Former des frontières

Nous nous définissons par ce que nous pouvons comprendre de nos limites et de notre image. Or, ces limites et cette image sont matérialisées par notre territoire, nos frontières. Lors d’une récente émission à France Info, Axel Kahn évoque que les frontières sont importantes car elles permettent l’identité des nations. De plus, quand le Moi, ou l’identité se sent attaqué, malmené, le premier réflexe, comme je l’avais évoqué dans un précédent billet, consiste à ériger des barrières, afin de marquer  son individualité, son identité.
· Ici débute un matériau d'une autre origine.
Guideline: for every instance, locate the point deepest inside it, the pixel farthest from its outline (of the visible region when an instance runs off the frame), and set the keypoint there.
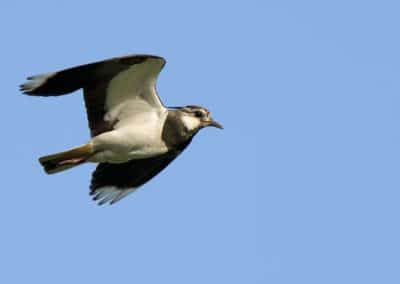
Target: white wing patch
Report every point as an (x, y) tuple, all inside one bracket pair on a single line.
[(133, 90), (36, 81), (111, 194)]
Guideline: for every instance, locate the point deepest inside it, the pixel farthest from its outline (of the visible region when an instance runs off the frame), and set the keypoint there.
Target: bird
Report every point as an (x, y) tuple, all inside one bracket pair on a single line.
[(133, 135)]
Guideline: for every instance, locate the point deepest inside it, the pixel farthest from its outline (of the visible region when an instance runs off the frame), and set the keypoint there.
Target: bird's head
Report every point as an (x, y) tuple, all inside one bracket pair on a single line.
[(195, 118)]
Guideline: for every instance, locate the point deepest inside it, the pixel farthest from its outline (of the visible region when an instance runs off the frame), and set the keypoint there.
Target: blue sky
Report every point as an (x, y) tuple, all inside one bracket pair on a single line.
[(302, 185)]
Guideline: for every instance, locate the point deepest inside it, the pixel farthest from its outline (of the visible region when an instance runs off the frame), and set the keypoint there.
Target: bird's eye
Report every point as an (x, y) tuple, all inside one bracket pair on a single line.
[(198, 113)]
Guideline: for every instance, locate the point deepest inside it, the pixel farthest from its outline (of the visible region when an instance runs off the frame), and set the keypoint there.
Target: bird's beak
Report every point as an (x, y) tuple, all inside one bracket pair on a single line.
[(213, 123)]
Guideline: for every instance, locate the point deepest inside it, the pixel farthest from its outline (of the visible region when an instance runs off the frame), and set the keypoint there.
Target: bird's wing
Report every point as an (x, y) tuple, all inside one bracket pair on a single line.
[(114, 89), (112, 182)]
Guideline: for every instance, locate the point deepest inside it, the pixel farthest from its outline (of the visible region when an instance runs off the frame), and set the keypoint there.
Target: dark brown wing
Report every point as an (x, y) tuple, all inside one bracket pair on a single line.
[(112, 182), (94, 78)]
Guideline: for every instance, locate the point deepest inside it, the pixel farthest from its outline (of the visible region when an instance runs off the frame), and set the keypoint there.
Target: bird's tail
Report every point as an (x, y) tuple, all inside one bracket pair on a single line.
[(65, 160)]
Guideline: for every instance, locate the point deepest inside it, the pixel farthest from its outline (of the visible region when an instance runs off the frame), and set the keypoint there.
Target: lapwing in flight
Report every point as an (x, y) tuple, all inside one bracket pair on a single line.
[(133, 135)]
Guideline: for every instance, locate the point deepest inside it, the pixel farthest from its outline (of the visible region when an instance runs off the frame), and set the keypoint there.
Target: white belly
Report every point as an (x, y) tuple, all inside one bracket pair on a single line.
[(136, 138)]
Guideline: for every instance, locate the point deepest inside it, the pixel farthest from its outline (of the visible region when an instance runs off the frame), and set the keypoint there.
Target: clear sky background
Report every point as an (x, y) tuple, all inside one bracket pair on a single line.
[(302, 186)]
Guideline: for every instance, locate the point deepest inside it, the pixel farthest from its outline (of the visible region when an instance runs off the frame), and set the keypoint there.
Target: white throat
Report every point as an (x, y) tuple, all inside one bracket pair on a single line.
[(191, 123)]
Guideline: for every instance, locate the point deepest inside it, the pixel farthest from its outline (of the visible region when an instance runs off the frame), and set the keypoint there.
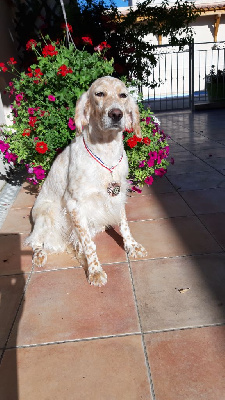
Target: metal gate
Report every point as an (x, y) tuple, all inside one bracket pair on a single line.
[(187, 77)]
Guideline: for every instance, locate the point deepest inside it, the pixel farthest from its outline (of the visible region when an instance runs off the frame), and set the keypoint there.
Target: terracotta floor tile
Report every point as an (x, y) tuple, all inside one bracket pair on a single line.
[(61, 305), (153, 206), (112, 369), (26, 197), (14, 256), (11, 290), (17, 221), (109, 246), (216, 225), (194, 165), (188, 364), (173, 237), (160, 185), (206, 201), (180, 292), (195, 181)]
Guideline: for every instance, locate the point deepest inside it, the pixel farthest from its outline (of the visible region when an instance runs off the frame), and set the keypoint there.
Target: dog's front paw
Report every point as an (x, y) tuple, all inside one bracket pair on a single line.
[(136, 250), (97, 278), (39, 258)]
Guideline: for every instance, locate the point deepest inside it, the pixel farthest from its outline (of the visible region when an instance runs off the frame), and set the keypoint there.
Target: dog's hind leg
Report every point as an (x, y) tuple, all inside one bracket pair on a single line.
[(39, 258), (132, 248), (96, 275), (46, 235)]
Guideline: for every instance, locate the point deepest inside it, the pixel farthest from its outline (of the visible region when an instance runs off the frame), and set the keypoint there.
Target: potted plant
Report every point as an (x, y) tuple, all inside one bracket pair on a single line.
[(215, 84), (43, 99)]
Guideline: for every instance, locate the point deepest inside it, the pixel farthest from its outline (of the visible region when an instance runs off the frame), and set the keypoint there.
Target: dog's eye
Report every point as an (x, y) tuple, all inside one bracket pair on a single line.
[(100, 94), (123, 95)]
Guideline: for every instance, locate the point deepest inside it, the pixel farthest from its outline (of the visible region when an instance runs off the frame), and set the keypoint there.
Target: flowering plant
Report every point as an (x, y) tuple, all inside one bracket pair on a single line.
[(147, 156), (43, 99)]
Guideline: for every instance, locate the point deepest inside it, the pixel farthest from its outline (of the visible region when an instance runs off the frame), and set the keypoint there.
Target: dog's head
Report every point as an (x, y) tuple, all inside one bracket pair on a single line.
[(108, 105)]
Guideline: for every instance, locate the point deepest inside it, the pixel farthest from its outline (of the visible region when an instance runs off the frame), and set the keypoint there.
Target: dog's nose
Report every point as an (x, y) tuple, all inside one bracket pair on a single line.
[(115, 114)]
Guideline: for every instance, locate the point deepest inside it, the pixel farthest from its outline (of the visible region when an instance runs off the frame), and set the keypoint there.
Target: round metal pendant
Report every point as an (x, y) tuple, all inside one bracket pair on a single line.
[(113, 189)]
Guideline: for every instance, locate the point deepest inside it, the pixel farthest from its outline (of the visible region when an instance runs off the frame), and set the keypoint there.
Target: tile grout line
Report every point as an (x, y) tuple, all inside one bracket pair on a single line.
[(16, 314), (78, 340), (152, 391), (184, 328)]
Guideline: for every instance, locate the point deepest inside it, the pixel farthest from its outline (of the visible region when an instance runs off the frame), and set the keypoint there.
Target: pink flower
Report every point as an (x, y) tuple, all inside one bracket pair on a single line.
[(71, 124), (136, 189), (11, 157), (141, 164), (39, 172), (151, 162), (19, 97), (149, 180), (31, 110), (3, 146), (32, 180), (160, 172), (51, 98)]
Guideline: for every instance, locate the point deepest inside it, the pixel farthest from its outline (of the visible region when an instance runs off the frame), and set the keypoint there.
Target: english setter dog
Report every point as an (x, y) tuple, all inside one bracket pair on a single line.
[(85, 190)]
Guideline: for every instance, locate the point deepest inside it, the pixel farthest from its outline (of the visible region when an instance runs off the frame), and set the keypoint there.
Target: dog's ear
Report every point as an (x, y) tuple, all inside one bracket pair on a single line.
[(82, 112), (133, 117)]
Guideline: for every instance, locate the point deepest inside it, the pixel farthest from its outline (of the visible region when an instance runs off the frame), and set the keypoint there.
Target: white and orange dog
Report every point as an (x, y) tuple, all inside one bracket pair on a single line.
[(85, 190)]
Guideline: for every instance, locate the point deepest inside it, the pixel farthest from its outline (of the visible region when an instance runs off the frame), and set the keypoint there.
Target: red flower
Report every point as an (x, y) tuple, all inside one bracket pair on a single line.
[(146, 140), (3, 67), (132, 142), (87, 40), (12, 61), (37, 72), (49, 50), (32, 121), (30, 73), (149, 180), (26, 132), (30, 44), (64, 70), (101, 46), (41, 147), (69, 27)]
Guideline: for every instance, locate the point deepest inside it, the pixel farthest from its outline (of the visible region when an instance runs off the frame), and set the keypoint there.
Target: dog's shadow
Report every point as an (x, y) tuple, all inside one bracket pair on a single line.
[(115, 236)]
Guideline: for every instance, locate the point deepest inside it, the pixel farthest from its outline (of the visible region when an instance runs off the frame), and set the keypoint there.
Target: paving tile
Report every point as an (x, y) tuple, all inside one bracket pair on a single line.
[(188, 364), (182, 156), (61, 305), (195, 181), (112, 368), (11, 290), (155, 206), (164, 305), (160, 185), (205, 201), (206, 154), (17, 221), (216, 225), (217, 163), (26, 197), (15, 258), (187, 166), (173, 237), (109, 246)]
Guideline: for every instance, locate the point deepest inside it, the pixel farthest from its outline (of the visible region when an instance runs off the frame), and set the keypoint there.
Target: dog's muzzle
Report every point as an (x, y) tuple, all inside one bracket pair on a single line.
[(115, 114)]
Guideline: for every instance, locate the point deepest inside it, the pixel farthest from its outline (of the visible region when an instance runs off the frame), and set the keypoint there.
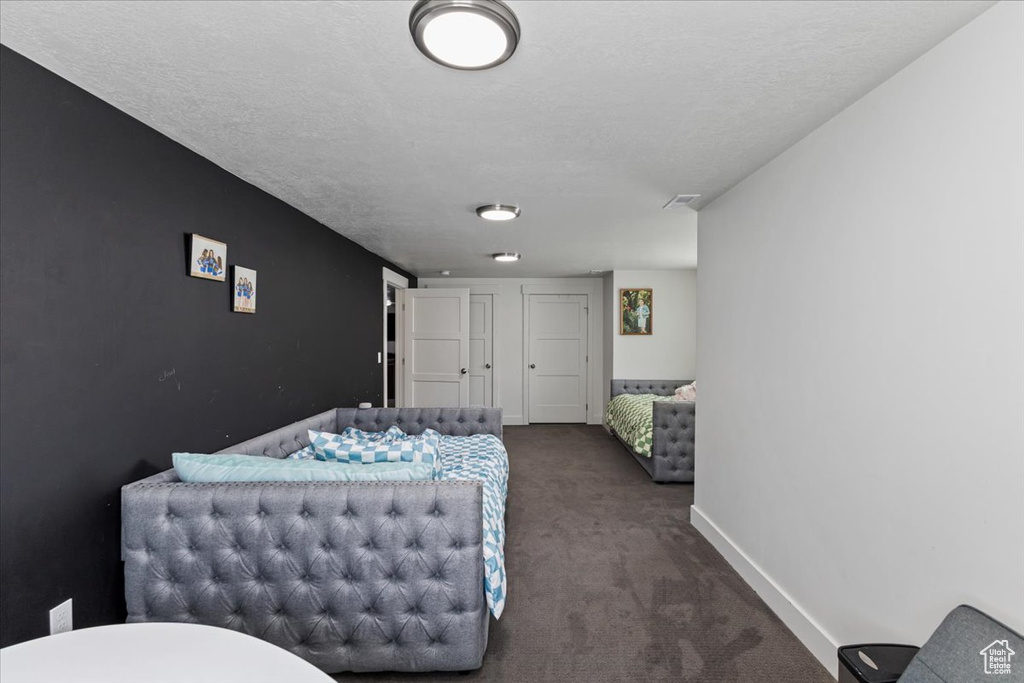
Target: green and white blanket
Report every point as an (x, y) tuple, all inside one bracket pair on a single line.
[(632, 418)]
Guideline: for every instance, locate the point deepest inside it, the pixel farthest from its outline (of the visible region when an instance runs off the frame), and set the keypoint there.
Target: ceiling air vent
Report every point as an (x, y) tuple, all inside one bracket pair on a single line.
[(680, 201)]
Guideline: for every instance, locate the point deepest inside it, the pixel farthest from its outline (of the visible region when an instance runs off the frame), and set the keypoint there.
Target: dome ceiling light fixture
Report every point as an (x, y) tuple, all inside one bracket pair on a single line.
[(470, 35), (498, 212)]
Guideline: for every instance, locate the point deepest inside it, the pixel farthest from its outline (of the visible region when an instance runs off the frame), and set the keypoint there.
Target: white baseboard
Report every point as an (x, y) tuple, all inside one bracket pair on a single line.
[(821, 645)]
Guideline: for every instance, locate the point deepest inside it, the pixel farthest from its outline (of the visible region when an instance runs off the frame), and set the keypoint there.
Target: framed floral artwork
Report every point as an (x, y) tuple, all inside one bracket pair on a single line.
[(636, 311)]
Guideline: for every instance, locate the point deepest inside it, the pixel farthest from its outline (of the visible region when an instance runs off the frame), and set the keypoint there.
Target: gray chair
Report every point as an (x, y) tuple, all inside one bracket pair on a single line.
[(969, 646)]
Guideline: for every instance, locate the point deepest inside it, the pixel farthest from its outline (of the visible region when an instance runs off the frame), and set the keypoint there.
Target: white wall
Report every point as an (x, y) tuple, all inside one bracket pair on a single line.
[(860, 327), (509, 331)]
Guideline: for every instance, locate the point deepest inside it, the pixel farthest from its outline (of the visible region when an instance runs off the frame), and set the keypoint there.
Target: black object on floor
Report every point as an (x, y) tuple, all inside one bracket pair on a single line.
[(873, 664), (608, 581)]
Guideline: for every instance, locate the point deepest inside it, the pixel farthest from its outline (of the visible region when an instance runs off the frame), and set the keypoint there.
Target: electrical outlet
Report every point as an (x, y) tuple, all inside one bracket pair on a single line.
[(60, 617)]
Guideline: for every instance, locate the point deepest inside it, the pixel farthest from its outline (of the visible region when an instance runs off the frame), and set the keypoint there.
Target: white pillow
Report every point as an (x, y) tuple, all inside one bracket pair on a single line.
[(686, 392)]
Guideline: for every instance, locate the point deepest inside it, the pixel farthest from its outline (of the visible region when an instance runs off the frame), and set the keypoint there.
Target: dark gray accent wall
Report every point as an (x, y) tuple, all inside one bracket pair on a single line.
[(112, 357)]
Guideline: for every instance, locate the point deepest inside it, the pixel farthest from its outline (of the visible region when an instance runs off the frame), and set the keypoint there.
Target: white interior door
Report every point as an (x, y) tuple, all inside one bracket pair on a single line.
[(557, 357), (436, 333), (481, 350)]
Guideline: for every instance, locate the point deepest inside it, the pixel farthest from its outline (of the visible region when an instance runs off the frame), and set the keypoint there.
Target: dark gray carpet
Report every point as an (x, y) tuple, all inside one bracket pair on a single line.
[(608, 582)]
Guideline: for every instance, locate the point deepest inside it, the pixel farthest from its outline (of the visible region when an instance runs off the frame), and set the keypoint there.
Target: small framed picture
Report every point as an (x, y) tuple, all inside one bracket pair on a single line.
[(245, 290), (209, 259), (636, 311)]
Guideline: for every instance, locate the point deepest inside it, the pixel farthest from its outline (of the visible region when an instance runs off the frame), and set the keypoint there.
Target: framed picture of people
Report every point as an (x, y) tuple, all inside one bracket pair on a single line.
[(244, 294), (636, 308), (209, 258)]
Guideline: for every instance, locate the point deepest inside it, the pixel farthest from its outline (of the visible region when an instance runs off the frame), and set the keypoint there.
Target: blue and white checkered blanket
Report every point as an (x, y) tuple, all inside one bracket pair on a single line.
[(482, 458), (479, 458)]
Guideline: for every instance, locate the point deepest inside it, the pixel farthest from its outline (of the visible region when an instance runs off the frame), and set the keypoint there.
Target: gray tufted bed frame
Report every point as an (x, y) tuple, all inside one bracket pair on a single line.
[(672, 445), (348, 575)]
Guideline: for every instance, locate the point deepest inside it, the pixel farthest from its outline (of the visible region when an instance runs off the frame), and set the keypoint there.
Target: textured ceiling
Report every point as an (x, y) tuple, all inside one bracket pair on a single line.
[(605, 112)]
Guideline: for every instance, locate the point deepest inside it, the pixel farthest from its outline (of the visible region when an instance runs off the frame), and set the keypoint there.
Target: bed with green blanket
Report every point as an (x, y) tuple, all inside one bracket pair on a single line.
[(656, 430)]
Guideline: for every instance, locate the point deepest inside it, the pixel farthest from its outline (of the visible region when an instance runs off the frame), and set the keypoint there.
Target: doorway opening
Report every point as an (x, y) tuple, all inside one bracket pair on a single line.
[(390, 334)]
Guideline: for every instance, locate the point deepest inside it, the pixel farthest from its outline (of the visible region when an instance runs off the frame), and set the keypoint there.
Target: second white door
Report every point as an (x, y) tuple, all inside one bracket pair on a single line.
[(481, 355), (556, 357), (436, 336)]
Les frontières devenant alors hermétiques.  La limite est marquée permettant de redéfinir qui nous sommes et de pouvoir se sentir contenu dans cette limite (On peut se référer ici au Moi-Peau de Anzieu).

De ce point de vue, au risque de choquer, en France, il n’y a pas beaucoup de différence entre des politiques de gauche ou droite et une extrême droite. Si les premières se défendent en réfléchissant à l’organisation et à la régulation des frontières, la seconde a au moins le mérite de ne pas se cacher derrière une défense psychologique construite et assume plus clairement (quoique) ses revendications xénophobiques et donc ses peurs. Le contrôle et l’organisation peuvent très bien être apparentés à un mécanisme de défense face à l’étrange et l’inconnu, c’est-à-dire à un mécanisme permettant de maintenir l’identité nationale – le Moi – en l’état.

Élargir les frontières

Cependant, nos frontières évoluent en fonction de notre conscience. Le passage de conscience locale à une conscience nationale est actée : nous ne nous définissons plus comme Breton ou Dauphinois, mais avant tout comme Français habitant ces régions. Même si les changements des frontières régionales cristallisent encore quelques identités locales, on est loin de crises majeures. En revanche, la conscience européenne est en cours d’acquisition. Comme nous le voyons ces temps-ci, les frontières peuvent se refermer à tout instant, malgré l’espace Schengen.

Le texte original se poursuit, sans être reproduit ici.